Un retard d’au moins dix-huit mois
Au-delà
de l’impact financier, la GSMA s’inquiète également d’un possible
retard à l’allumage de la 5G sur le continent. Le groupement industriel
estime qu’une exclusion des équipementiers chinois entraînerait un
retard d’au moins dix-huit mois dans le déploiement de la nouvelle
génération de réseau mobile en Europe.
« Un
tel retard accentuerait l’écart dans le taux de pénétration de la 5G
entre l’Union européenne et les Etats-Unis d’au moins 15 points de
pourcentage d’ici 2025 », explique le rapport.
A
l’heure où la 5G est déjà une réalité dans certaines villes de Corée du
Sud, des Etats-Unis ou de Grande-Bretagne, un décalage d’un an et demi
constituerait un handicap pour la compétitivité économique de l’Europe,
dont le préjudice est évalué par la GSMA à 15 milliards d’euros d’ici
2025. La 5G, grâce à ses débits décuplés et à son temps de réaction très
faible, qui promettent de révolutionner les usages dans l’industrie, la
santé, les transports ou encore le divertissement, est en effet
considérée comme un atout stratégique. Lors d’une visite dans les locaux
d’Ericsson à Massy, Agnès Pannier-Runacher, secrétaire d’Etat auprès du
ministre de l’économie et des finances a rappelé, vendredi 7 juin, son
attachement à une diversité des acteurs sur le marché. « En tout
état de cause, nous ne soutiendrons jamais cette guerre commerciale dont
nous pensons qu’elle est perdante pour l’ensemble des pays du monde », a-t-elle réagi.
Inquiètude des opérateurs
Le
retard de dix-huit mois invoqué par la GSMA serait en partie imputable
aux délais liés aux changements de matériels. La construction des
réseaux 5G pourrait en effet nécessiter au préalable de retirer et
remplacer les équipements 4G de Huawei déjà installés. Une opération
complexe, qui requiert du temps.
Sans
Huawei, qui détient 28 % des parts du marché des équipements réseaux en
Europe, la liste de fournisseurs pour les opérateurs mobiles serait par
ailleurs réduite à Nokia et Ericsson, et dans une moindre mesure,
Samsung. Une situation qui inquiète les opérateurs, qui doutent, pour
une partie d’entre eux, de la capacité des fournisseurs concurrents du
groupe de Shenzhen à absorber un surcroît de commandes et à répondre
dans des délais rapides aux demandes de livraison simultanées des
opérateurs américains, asiatiques et européens.

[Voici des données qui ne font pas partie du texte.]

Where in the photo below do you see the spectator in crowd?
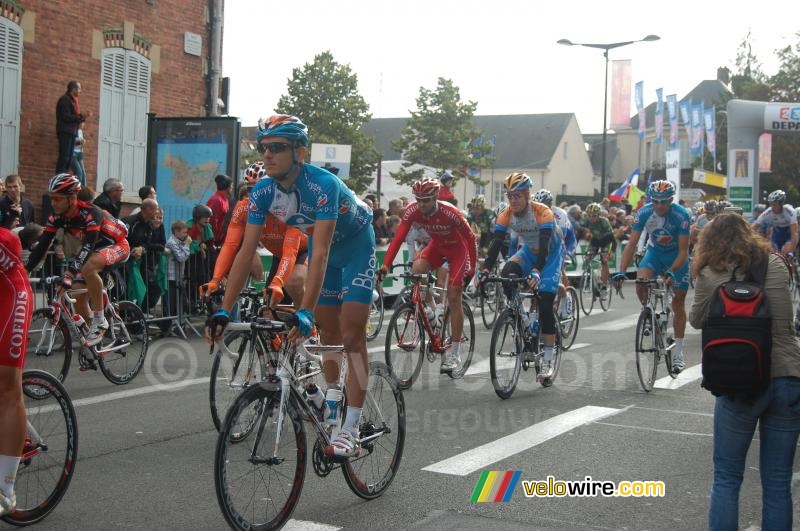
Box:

Des appréhensions que réfute avec force le patron d’Ericsson en France, Franck Bouétard. « L’année
dernière, nous avons eu une augmentation de 40 % de nos capacités de
production. Et s’il faut réaugmenter de 40 %, nous augmenterons. Nous
saurons faire face à la demande. Nous livrons aujourd’hui des opérateurs
pour la 5G partout dans le monde, et nous n’avons aucun problème de
fourniture », a t-il précisé au Monde.